ISOLABONA
PIGLIÉIRU, PIGLIÉIRU ...
Come a Camporosso e Dolceacqua, una processione dedicata a San Sebastiano è stata in auge anche a Isolabona. Si è trattato però di uno strano rituale itinerante, dedicato al Santo protettore dei malati, che trovò svolgimento fino al 1925. La bizzarra cerimonia aveva preso forma nel XV secolo, nel momento in cui era cessata la terribile pestilenza che aveva sconvolto l’intera regione.
Lo studioso di feste antiche, G.C. Pola Faletti, ce ne racconta la forma, che potrebbe essere scaturita dall’adempimento di un voto fatto dal parroco del Cinquecento per liberare la comunità dalla pestilenza. Quel prete avrebbe assunto per sé ed i suoi successori il pio impegno di farsi insultare nel corso di questa processione.
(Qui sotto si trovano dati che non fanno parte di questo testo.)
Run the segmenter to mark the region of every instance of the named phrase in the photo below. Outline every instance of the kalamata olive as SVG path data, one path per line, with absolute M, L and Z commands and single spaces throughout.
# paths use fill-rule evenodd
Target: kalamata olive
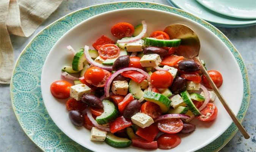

Così avveniva che egli fosse rincorso dalla gioventù provocando scompigli poco adatti alla serietà della cerimonia.
“Il prete, in testa al corteo, attraversava le vie e i carrugi illuminati fiocamente da centinaia di lumini ricavati da gusci di lumaca riempiti d’olio e muniti di uno stoppino.
Quella liturgia aveva un inizio calmo, durante il quale i fedeli intonavano le litanie dei santi e in particolare si chiedeva a San Sebastiano l’allontanamento della peste, il prete iniziava poi ad aumentare il passo per darsi infine alla fuga. I fedeli che formavano il corteo, ma in particolare i giovani, lo rincorrevano al grido di “piglièiru, pigliéiru”. Naturalmente quando il prete veniva raggiunto veniva insultato e strattonato con una certa veemenza”.
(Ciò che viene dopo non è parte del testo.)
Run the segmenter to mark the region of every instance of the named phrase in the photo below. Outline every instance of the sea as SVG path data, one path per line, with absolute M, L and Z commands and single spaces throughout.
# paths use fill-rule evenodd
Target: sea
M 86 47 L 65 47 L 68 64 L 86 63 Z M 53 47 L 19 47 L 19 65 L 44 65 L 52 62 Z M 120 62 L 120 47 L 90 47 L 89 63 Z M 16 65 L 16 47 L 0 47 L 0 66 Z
Per ovviare alla eccessiva intemperanza dei giovani e per riportare la manifestazione entro i canoni del rito devozionale, nel 1925 il parroco don Tornatore fu obbligato a sopprimere la processione.
Una spiegazione della ragione per cui quel parroco promosse quello bizzarro tipo di rituale potrebbe trovarsi nel fatto che, secondo quanto ci è stato tramandato, quel sacerdote durante la pestilenza non aveva ritenuto opportuno entrare nelle case degli appestati per impartire l’estrema unzione. Non volendo avere contatti, per incolumità personale, si era limitato a camminare velocemente tra i carrugi impartendo rapide benedizioni ai moribondi dalla porta d’ingresso delle case. Cessata la peste e resosi conto di non aver adempiuto ai suoi doveri pastorali egli aveva promosso quel tipo di processione cercando di espiare le sue colpe, ma lasciandola anche in eredità ai suoi successori.
Dalla rubrica Cose d’altri tempi di Marino Cassini, pubblicata su “La Gazzetta di Isolabona” 1995.